What does the isSmall flag mean?

When isSmall is true, SimilarWeb does not have enough data for the domain. This typically happens with very small websites that don't have enough traffic to generate reliable estimates. The output row will still be created but metrics may be zero.

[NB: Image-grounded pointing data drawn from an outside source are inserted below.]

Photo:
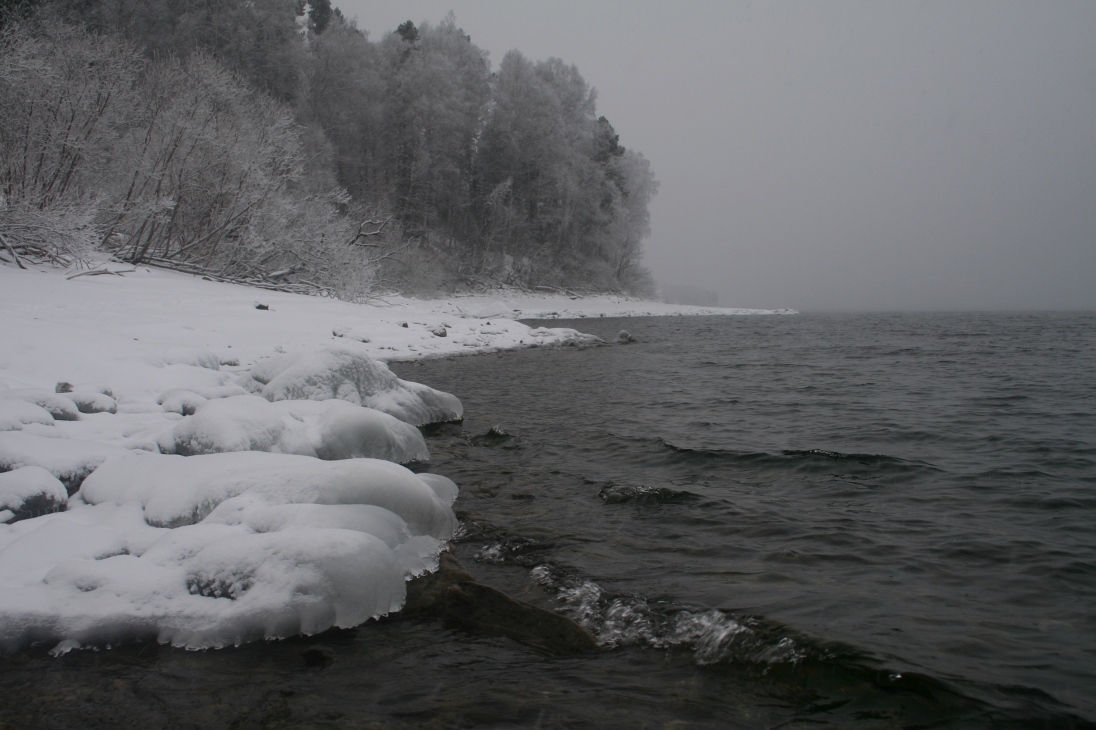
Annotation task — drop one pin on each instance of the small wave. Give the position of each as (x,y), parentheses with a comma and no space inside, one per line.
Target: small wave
(613,493)
(714,636)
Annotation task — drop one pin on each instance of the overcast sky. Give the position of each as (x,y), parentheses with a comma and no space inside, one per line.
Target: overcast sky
(905,155)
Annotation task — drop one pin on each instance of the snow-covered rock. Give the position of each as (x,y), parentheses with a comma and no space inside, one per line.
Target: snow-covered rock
(14,414)
(30,491)
(68,459)
(329,430)
(214,550)
(60,407)
(90,401)
(347,374)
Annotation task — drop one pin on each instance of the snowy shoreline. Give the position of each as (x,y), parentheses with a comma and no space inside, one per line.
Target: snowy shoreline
(207,464)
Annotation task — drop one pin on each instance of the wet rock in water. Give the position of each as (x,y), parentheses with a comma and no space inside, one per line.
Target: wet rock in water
(626,338)
(453,594)
(494,436)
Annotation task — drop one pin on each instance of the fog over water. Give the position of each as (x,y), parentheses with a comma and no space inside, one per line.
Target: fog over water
(837,155)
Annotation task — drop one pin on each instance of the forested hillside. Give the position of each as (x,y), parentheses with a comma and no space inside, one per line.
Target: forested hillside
(273,141)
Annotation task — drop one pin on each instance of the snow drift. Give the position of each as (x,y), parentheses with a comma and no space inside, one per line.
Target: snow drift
(214,550)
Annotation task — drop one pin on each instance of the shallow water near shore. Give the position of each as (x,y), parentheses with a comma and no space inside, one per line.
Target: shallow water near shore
(864,521)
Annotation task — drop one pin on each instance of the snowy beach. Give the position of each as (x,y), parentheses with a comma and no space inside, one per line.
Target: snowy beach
(207,464)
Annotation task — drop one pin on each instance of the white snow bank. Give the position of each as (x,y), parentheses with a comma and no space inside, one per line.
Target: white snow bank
(14,414)
(223,546)
(68,459)
(213,550)
(351,375)
(29,491)
(329,430)
(59,407)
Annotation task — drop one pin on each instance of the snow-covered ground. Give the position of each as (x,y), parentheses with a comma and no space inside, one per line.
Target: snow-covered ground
(208,464)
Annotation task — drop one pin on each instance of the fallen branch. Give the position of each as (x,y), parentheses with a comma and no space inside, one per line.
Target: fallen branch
(11,251)
(98,272)
(363,234)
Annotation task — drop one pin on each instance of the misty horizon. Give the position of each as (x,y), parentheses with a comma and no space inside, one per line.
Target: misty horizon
(838,157)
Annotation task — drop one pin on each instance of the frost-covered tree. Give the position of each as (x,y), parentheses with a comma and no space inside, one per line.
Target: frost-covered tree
(64,94)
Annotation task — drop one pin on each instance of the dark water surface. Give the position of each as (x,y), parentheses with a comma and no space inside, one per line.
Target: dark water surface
(870,521)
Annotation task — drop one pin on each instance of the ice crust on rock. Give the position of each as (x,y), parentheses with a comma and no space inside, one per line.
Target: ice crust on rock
(68,459)
(214,550)
(30,490)
(60,407)
(329,430)
(14,414)
(346,374)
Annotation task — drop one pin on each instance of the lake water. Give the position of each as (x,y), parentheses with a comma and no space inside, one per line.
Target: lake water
(864,521)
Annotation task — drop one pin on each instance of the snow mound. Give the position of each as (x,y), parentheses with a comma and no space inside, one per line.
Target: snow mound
(329,430)
(186,400)
(350,375)
(213,550)
(68,459)
(90,401)
(14,414)
(30,491)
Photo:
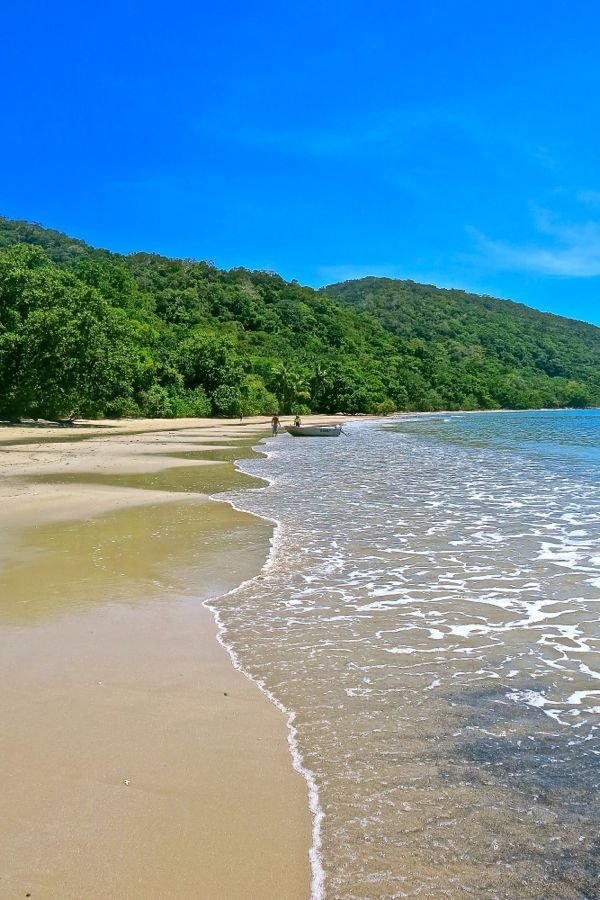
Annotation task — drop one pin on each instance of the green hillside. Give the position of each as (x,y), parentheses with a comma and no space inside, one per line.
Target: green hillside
(86,332)
(479,351)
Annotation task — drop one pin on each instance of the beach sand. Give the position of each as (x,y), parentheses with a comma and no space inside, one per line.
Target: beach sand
(135,760)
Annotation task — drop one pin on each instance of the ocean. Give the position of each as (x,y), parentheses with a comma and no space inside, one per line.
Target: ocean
(428,618)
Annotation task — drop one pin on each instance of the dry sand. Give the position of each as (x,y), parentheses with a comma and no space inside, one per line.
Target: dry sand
(135,760)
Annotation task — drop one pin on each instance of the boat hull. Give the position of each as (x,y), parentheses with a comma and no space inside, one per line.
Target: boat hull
(314,430)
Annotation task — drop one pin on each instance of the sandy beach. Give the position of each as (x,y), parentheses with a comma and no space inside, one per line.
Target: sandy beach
(136,761)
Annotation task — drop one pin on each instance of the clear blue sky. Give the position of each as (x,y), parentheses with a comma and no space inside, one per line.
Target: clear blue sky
(454,142)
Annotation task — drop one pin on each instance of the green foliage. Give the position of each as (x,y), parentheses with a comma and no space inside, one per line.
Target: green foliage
(88,332)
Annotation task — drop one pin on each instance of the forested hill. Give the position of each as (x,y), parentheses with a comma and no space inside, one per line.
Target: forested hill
(472,339)
(86,332)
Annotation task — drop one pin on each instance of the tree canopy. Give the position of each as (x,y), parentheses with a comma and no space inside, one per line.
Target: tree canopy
(86,332)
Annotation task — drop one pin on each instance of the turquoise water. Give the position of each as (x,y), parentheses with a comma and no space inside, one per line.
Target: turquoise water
(429,616)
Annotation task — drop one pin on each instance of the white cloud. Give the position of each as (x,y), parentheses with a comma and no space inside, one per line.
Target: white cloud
(571,249)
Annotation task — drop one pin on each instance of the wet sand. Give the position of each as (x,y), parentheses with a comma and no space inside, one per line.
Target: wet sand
(135,760)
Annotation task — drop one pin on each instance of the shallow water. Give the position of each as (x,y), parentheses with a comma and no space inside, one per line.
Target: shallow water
(430,613)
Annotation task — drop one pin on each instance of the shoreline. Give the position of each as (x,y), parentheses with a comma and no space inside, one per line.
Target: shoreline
(276,864)
(317,880)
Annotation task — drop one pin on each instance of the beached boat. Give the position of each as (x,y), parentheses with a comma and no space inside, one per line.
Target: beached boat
(314,430)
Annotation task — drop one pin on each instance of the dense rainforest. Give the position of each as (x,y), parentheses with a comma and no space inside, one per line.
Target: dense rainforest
(87,332)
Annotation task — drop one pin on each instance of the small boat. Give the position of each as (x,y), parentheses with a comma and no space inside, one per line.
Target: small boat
(314,430)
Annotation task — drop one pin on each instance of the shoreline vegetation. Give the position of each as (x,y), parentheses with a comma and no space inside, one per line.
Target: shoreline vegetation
(90,333)
(139,762)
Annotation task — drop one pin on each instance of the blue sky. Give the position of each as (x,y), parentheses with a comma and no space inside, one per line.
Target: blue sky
(455,143)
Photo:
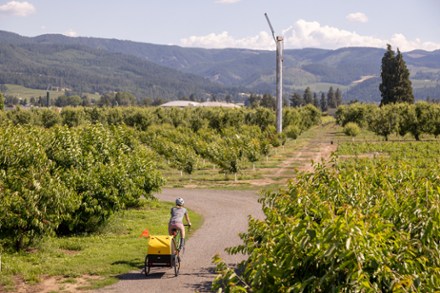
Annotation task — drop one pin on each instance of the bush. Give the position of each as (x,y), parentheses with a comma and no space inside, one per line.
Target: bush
(351,129)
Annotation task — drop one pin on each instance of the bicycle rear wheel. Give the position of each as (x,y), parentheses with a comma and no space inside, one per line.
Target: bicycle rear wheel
(176,262)
(146,267)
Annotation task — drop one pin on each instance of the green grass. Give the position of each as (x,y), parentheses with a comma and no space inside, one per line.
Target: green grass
(115,250)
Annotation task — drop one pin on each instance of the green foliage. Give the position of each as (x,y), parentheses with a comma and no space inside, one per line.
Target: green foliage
(351,129)
(69,180)
(400,118)
(35,199)
(368,225)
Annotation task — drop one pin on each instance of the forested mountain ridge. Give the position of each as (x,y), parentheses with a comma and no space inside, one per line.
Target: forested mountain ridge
(355,70)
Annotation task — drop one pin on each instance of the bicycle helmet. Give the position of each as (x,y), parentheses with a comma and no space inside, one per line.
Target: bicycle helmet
(179,201)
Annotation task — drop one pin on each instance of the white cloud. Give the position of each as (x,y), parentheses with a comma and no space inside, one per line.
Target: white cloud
(17,8)
(227,1)
(307,34)
(71,33)
(357,17)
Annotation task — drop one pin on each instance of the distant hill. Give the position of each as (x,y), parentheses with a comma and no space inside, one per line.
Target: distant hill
(172,71)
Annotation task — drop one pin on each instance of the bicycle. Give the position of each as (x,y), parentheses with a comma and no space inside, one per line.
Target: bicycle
(164,251)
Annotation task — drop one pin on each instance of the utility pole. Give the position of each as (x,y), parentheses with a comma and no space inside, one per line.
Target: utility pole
(279,41)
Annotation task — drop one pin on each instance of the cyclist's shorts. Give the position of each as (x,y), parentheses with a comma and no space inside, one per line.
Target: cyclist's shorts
(172,226)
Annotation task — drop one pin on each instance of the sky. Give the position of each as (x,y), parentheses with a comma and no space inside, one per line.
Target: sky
(325,24)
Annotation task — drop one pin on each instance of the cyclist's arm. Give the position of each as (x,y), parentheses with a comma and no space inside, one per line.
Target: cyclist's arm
(187,219)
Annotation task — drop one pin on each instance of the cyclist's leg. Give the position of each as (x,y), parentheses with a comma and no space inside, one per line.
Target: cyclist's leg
(182,234)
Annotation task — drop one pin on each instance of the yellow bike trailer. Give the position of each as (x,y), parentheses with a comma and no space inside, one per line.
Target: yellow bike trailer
(161,253)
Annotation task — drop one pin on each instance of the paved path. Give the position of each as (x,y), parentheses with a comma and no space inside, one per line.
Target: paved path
(225,216)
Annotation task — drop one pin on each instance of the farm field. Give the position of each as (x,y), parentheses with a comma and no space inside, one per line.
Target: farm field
(367,223)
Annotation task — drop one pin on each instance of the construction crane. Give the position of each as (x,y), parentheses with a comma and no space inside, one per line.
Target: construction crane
(279,41)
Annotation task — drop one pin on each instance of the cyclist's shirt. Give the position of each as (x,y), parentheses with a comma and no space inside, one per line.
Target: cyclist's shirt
(177,215)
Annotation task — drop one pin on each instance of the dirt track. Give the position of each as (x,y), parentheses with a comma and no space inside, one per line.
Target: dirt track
(225,216)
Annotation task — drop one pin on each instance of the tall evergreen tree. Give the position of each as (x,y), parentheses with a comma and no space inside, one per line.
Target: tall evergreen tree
(2,102)
(331,98)
(338,97)
(396,85)
(323,103)
(308,96)
(296,100)
(316,100)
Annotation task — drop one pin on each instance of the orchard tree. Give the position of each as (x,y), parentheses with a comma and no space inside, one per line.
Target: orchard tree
(395,86)
(268,102)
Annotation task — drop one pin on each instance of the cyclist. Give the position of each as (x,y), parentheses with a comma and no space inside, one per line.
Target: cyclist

How often is the data updated?

SimilarWeb updates their data monthly. The snapshotDate field shows the date of the most recent data snapshot. The engagementMonth field shows which month the engagement metrics correspond to.

Can I analyze any domain?

Yes, you can analyze any website domain. Large, well-known websites will have the most comprehensive data. Smaller sites may return limited data (indicated by isSmall: true).

What is AI traffic data?

SimilarWeb now tracks traffic that comes from AI chatbots like ChatGPT, Perplexity, and others. The aiTrafficSplit shows which AI platforms send traffic to the analyzed domain, and aiChatbotDistribution shows the percentage breakdown. The topPrompts field reveals what users ask AI chatbots that results in mentions of this website.

What formats can I use for domain input?

The scraper accepts domains in many formats and normalizes them automatically:

  • google.com (bare domain)
  • https://google.com (with protocol)
  • www.google.com (with www prefix)
  • https://www.google.com/search?q=test (with path and query — stripped automatically)

How many domains can I analyze in one run?

You can analyze up to 5,000 domains in a single run. The scraper processes them sequentially with a small delay between requests to ensure reliability.

What are the traffic source percentages?

Traffic source values are decimals between 0 and 1 (not percentages). For example, trafficSourceDirect: 0.858270 means 85.83% of traffic comes from direct visits. The six traffic sources (Direct, Search, Social, Referrals, Mail, Paid Referrals) sum to approximately 1.0.